NEW DELHI: Here is the list of top 10 stocks that could be in focus Friday

HDFC Bank: US-based Rosen Law Firm has filed a class action lawsuit against HDFC Bank for losses suffered by some investors because of alleged false and misleading statements by the lender. The case concerns reports that HDFC Bank car loan customers were forced to buy vehicle tracking devices from 2015 to 2019.

State Bank of India: The Supreme Court on Thursday dismissed a petition filed by the State Bank of India (SBI) seeking to lift a stay on initiating personal bankruptcy proceedings against Anil Ambani, chairman of Reliance Group. An apex court bench, however, gave SBI liberty to seek a modification of the stay order passed by the high court.
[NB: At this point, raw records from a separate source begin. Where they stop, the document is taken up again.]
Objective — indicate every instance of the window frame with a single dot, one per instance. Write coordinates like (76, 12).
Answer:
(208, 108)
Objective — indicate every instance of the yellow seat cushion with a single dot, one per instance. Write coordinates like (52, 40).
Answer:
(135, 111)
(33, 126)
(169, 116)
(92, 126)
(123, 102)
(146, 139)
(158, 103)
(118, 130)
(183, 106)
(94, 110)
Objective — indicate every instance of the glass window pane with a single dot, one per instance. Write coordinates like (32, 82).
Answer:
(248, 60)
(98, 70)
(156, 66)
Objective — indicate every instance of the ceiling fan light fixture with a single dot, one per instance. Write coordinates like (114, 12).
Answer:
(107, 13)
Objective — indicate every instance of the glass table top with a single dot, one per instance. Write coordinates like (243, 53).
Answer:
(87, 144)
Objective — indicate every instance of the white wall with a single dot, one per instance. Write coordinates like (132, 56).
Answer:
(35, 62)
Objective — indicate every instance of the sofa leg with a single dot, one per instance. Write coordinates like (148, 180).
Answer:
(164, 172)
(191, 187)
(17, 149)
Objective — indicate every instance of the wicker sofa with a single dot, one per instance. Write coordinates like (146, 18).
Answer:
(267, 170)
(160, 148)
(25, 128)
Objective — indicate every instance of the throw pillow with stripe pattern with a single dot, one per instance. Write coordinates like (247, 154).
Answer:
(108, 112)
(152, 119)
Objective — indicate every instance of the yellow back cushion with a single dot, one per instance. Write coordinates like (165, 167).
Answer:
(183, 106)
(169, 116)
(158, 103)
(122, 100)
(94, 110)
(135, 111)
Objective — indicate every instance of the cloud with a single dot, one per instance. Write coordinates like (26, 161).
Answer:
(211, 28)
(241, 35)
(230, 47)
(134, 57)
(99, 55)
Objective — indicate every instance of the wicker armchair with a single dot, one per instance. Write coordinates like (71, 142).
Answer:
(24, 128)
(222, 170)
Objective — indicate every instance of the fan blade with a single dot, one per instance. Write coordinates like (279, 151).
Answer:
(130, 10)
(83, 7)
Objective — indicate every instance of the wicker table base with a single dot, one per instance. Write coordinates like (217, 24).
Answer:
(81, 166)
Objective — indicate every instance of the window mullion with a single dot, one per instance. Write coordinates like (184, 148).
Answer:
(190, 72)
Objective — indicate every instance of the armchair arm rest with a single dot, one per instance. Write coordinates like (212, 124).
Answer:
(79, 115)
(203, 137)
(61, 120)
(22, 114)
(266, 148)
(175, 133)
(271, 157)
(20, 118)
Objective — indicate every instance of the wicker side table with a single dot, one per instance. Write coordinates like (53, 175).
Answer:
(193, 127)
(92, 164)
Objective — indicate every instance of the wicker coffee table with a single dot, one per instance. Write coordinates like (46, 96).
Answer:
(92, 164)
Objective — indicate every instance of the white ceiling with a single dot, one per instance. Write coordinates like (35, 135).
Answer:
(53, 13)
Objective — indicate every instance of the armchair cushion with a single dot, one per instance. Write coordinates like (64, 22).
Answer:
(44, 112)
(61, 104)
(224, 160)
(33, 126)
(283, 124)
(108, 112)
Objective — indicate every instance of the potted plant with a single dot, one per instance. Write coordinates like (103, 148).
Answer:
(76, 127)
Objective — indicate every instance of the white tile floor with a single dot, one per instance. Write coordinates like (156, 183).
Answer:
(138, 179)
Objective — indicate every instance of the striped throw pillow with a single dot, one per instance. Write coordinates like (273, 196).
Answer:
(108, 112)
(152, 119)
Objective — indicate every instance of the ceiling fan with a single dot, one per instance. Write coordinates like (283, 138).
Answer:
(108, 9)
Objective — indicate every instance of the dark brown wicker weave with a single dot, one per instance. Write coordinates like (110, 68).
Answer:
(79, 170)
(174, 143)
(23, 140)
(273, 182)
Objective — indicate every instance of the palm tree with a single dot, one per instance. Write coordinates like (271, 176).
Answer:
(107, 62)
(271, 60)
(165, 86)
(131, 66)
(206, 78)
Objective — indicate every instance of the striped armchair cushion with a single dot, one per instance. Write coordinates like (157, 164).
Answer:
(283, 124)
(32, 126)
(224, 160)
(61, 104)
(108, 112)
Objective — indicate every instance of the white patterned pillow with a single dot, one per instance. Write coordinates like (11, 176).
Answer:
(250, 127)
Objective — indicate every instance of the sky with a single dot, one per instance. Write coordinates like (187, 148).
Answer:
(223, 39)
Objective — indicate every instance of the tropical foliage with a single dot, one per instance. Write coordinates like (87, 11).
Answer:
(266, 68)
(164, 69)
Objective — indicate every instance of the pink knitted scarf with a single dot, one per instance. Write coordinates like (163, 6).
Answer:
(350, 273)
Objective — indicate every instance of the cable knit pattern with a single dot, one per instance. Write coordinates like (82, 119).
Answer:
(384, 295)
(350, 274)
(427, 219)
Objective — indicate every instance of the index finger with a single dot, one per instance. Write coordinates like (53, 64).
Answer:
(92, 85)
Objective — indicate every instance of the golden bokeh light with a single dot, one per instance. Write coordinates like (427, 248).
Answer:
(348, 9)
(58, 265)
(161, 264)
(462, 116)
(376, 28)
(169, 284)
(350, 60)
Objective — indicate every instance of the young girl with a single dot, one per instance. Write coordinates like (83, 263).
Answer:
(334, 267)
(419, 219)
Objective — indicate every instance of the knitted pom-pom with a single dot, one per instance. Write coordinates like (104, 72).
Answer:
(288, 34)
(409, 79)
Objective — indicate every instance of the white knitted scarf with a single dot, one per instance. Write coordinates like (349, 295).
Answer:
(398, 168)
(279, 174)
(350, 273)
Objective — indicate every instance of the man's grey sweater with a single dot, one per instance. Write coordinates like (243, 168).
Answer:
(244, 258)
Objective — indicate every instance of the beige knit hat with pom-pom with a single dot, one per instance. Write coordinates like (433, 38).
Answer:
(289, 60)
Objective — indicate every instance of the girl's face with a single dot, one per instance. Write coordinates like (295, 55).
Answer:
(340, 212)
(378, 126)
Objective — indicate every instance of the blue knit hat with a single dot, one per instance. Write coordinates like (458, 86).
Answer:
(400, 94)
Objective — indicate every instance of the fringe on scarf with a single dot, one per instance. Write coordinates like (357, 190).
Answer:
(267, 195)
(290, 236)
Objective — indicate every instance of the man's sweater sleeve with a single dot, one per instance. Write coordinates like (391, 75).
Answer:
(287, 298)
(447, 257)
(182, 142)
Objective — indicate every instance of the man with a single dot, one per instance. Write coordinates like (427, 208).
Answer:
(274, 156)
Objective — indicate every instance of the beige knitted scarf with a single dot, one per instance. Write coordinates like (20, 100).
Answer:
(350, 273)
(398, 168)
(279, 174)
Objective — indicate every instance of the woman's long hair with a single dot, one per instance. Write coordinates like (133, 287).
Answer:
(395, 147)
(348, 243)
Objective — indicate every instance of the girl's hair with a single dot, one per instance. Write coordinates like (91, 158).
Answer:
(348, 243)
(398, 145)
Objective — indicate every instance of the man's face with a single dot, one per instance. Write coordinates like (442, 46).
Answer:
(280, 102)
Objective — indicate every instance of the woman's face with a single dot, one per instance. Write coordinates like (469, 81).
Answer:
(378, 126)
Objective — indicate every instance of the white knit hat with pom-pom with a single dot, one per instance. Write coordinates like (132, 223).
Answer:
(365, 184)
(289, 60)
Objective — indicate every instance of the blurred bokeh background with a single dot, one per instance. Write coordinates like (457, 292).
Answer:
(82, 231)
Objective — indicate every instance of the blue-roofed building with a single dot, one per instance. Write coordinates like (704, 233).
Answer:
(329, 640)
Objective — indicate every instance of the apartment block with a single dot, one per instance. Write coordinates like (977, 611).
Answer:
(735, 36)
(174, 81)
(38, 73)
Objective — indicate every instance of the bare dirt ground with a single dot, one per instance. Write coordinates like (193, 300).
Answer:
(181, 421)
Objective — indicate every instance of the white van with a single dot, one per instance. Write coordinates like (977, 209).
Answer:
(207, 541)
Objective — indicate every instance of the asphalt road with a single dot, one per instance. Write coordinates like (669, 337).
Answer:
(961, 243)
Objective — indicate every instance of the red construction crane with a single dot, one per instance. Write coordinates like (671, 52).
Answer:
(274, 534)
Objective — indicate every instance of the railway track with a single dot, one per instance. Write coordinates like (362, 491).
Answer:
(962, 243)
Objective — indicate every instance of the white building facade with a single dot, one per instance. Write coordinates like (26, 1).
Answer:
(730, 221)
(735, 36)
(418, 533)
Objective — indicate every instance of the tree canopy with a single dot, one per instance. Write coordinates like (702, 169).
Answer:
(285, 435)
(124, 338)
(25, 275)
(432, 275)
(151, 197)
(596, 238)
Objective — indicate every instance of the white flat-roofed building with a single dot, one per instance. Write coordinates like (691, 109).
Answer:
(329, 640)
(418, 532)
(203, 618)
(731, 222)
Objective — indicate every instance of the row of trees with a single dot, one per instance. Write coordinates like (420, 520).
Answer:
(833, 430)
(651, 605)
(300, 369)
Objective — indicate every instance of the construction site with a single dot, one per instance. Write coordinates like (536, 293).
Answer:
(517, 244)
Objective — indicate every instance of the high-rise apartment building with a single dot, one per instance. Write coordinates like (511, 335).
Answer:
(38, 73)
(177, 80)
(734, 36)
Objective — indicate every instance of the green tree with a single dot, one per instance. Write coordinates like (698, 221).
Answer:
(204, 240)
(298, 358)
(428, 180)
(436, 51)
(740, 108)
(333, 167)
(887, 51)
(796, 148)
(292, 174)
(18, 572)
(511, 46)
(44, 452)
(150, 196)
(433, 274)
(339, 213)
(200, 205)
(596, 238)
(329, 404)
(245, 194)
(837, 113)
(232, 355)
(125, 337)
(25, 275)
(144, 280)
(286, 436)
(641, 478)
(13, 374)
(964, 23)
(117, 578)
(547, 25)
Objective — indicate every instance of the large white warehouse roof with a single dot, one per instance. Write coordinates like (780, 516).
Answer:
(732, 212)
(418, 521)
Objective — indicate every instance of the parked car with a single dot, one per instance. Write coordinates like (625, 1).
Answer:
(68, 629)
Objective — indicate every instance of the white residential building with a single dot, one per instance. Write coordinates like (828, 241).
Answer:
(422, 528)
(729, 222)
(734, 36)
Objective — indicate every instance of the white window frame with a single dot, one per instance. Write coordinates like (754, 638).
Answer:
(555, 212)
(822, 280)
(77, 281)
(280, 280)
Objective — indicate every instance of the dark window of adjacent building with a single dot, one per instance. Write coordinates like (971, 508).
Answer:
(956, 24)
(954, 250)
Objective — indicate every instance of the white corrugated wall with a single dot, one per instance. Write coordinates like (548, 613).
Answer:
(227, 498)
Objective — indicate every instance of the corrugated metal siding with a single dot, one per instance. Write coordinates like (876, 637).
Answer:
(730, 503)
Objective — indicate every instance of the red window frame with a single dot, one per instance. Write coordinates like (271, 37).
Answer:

Auto stocks: Automakers should cut royalty payouts to foreign parents and boost efficiency to reduce vehicle prices instead of asking the government to lower taxes, a senior finance ministry official said, ruling out tax breaks for the companies to ride out the coronavirus crisis and the economic slowdown that has crimped demand.

Telcos: The adjusted gross revenue (AGR) of the telecom service sector rose almost 10% on a sequential basis during the March quarter, according to data from Trai, which also pointed to improved realisations from customers driven by tariff hikes.

Tata group companies: Shapoorji Pallonji (SP) Group has slapped a notice on Tata Sons Ltd’s board, seeking unspecified damages for blocking the group’s plan to raise funds by pledging its shares in the Tata group holding company. It added that Tata Sons has created panic among its lenders and financial institutions and caused damage to the SP group.

Aviation stocks: Many more air passengers are booking return flights now than three months ago, indicating a greater openness for both business and leisure travel, and a likely return to work. The share of return fares has witnessed a marked increase in overall air travel bookings.

Insurance stocks: India’s insurance regulator plans to prescribe risk-based solvency requirements and greater equity capital to ensure insurers have sufficient capital adequacy to withstand socioeconomic shocks such as the coronavirus pandemic. The regulator also wants insurers to improve the persistency ratio and introduce new products.

Happiest Minds Technology: Shares of the company more than doubled at their debut on Thursday, highlighting a resurgent equities market and increasing demand for software services firms during the coronavirus pandemic. Shares listed at 350, a whopping premium of 110.84% over its issue price of 166 per share. They hit a high of 394.95 apiece on the NSE before closing at 370.95.

Essel Propack: The world’s biggest alternative asset manager Blackstone is looking to sell a large chunk of its shareholding in packaging firm Essel Propack Ltd through block trades, which could fetch the investor as much as $251 million. Epsilon Bidco Pte. Ltd, a Blackstone entity which owns 75% of Essel Propack, is looking to sell up to 23% stake representing around 72.5 million shares of the company.

Economy: Advance tax collections from top jurisdictions fell around 25% on an average compared to a 40% decline seen in the first quarter (Q1), indicating optimism on earnings of corporate houses as the economy gradually comes out of the lockdown.